I'm trying to approximate an unknown, non-linear function $f: A \to \mathbb{R}$ (in my case: $A = B \times B$ where $B$ is an infinite but compact subset of $\mathbb{R}$). That is, evaluating $f$ is costly and I'm looking for an easy-to-evaluate function $g$ such that $f$ is close to $g$ on $A$. Given an error bound, how can I compute $g$ with as few evaluations of $f$ as possible?

I'm flexible regarding the precise definition of the error. For example, both the expected average error and the expected maximum error would work. Similarly, I don't really care about the type of representation used for $g$ (splines, polynomials, etc.) as long it can be efficiently evaluated. The number of evaluations of $f$ must not necessarily be provably minimal, methods that work well in practice are sufficient.

To me, it sounds like design of experiments might offer suitable tools, however, I'm not sure how to match my setting to that statistical context. Bayesian optimization also seems to have a very similar setting, but I'm not sure how one would adapt it to optimize a general approximation of $f$ instead of its optimization.

Answer 1

You could probably use a surrogate model $g$ of your function $f$ using kriging see for example Engineering design via surrogate model, and GaussianProcess from sklearn for python.

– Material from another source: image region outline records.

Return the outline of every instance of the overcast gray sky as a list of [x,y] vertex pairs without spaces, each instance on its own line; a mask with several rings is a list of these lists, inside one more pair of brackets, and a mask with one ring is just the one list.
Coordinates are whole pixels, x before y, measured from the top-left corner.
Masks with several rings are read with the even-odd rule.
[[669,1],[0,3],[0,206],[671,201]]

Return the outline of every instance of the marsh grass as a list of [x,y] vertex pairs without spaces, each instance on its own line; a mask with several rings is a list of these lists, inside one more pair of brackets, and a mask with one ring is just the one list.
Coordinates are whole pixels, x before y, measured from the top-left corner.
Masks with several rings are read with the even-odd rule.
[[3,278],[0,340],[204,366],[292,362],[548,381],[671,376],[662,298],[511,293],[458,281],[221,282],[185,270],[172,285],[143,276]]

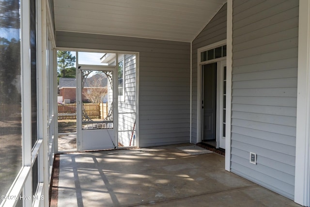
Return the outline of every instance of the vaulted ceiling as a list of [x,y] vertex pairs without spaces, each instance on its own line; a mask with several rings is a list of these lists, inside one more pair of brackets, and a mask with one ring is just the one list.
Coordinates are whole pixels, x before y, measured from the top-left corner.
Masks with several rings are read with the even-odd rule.
[[56,31],[191,42],[226,0],[54,0]]

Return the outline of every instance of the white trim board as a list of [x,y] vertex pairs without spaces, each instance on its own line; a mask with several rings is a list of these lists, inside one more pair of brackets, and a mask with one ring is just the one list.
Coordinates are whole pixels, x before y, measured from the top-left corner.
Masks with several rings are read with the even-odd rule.
[[299,0],[294,201],[310,206],[310,1]]

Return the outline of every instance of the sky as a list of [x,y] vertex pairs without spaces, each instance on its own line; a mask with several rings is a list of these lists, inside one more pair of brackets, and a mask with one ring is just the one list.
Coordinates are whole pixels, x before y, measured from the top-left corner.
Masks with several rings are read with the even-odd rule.
[[[71,54],[76,55],[76,52],[71,52]],[[78,64],[82,64],[106,65],[100,63],[100,58],[105,53],[96,52],[78,52]]]

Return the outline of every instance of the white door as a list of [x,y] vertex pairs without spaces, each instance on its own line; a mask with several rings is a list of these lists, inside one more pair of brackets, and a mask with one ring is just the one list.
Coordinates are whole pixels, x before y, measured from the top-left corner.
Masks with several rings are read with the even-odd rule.
[[117,147],[115,71],[115,66],[78,65],[78,151]]

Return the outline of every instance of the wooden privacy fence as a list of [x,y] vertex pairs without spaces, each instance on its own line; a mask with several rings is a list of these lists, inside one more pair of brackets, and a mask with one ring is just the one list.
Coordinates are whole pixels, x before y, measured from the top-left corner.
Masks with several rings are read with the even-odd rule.
[[[108,103],[83,103],[88,117],[91,119],[104,119],[108,115]],[[58,104],[58,120],[77,119],[77,104]]]

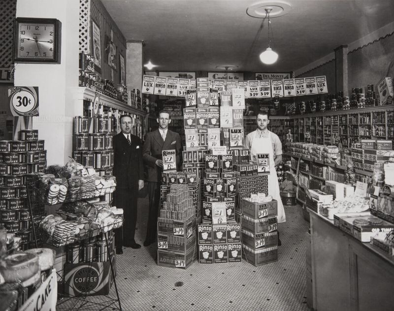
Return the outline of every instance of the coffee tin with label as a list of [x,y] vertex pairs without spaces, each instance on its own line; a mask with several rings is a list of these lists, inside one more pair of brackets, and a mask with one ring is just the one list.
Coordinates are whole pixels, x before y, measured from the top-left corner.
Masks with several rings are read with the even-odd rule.
[[9,152],[11,151],[10,140],[0,140],[0,152]]
[[89,134],[75,134],[75,150],[77,151],[86,151],[89,149]]
[[93,166],[95,168],[95,153],[93,151],[81,152],[81,162],[79,163],[84,166]]
[[25,175],[27,174],[27,164],[13,164],[11,166],[11,173],[13,175]]
[[21,130],[19,132],[21,140],[37,140],[38,139],[38,130]]
[[104,134],[89,134],[89,150],[99,151],[104,150]]
[[28,141],[28,149],[30,151],[39,151],[44,150],[44,140]]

Really briefly; using it you can build a prediction $g(x)$ and its variance $s^2(x)$ for all $x$ from a limited number of samples points $X$ such as :

\begin{equation}\label{eq:pred} g(x) ={p}_x^T\tilde{\beta} + {r_x}^T{R}^{-1}{f_x}-{P}{\tilde{\beta}}) \end{equation}

\begin{equation}\label{eq:var} s^2({x}) = \tilde{\sigma}^2[1+{r_x}^T{R}^{-1}{r_x}] \end{equation}

Where $p_x$ is the response of $x$ to a chosen polynomial regression and $P$ the response of the learning points to this regression. $r_x$ is the correlation vector of $x$ and $R$ the correlation matrix of the learning points $X$. Finally, $\tilde{\beta}$ and $\tilde{\sigma^2}$ are known coefficients.

Then, to save the number of calling to your expensive function $f$ :

1- Build a first surrogate $g$ with a limited and reasonable number of learning point (DOE)

2- Enrich your surrogate with a new learning point chosen by a criterion based on $s$. Add a learning point where the surrogate is the worse, where the error is the biggest.

3- Repeat 2 until obtain a satisfactory $g$, which is easy to evaluate.

So, the number of evaluation is the number of samples points $X$ plus the number of enrichment.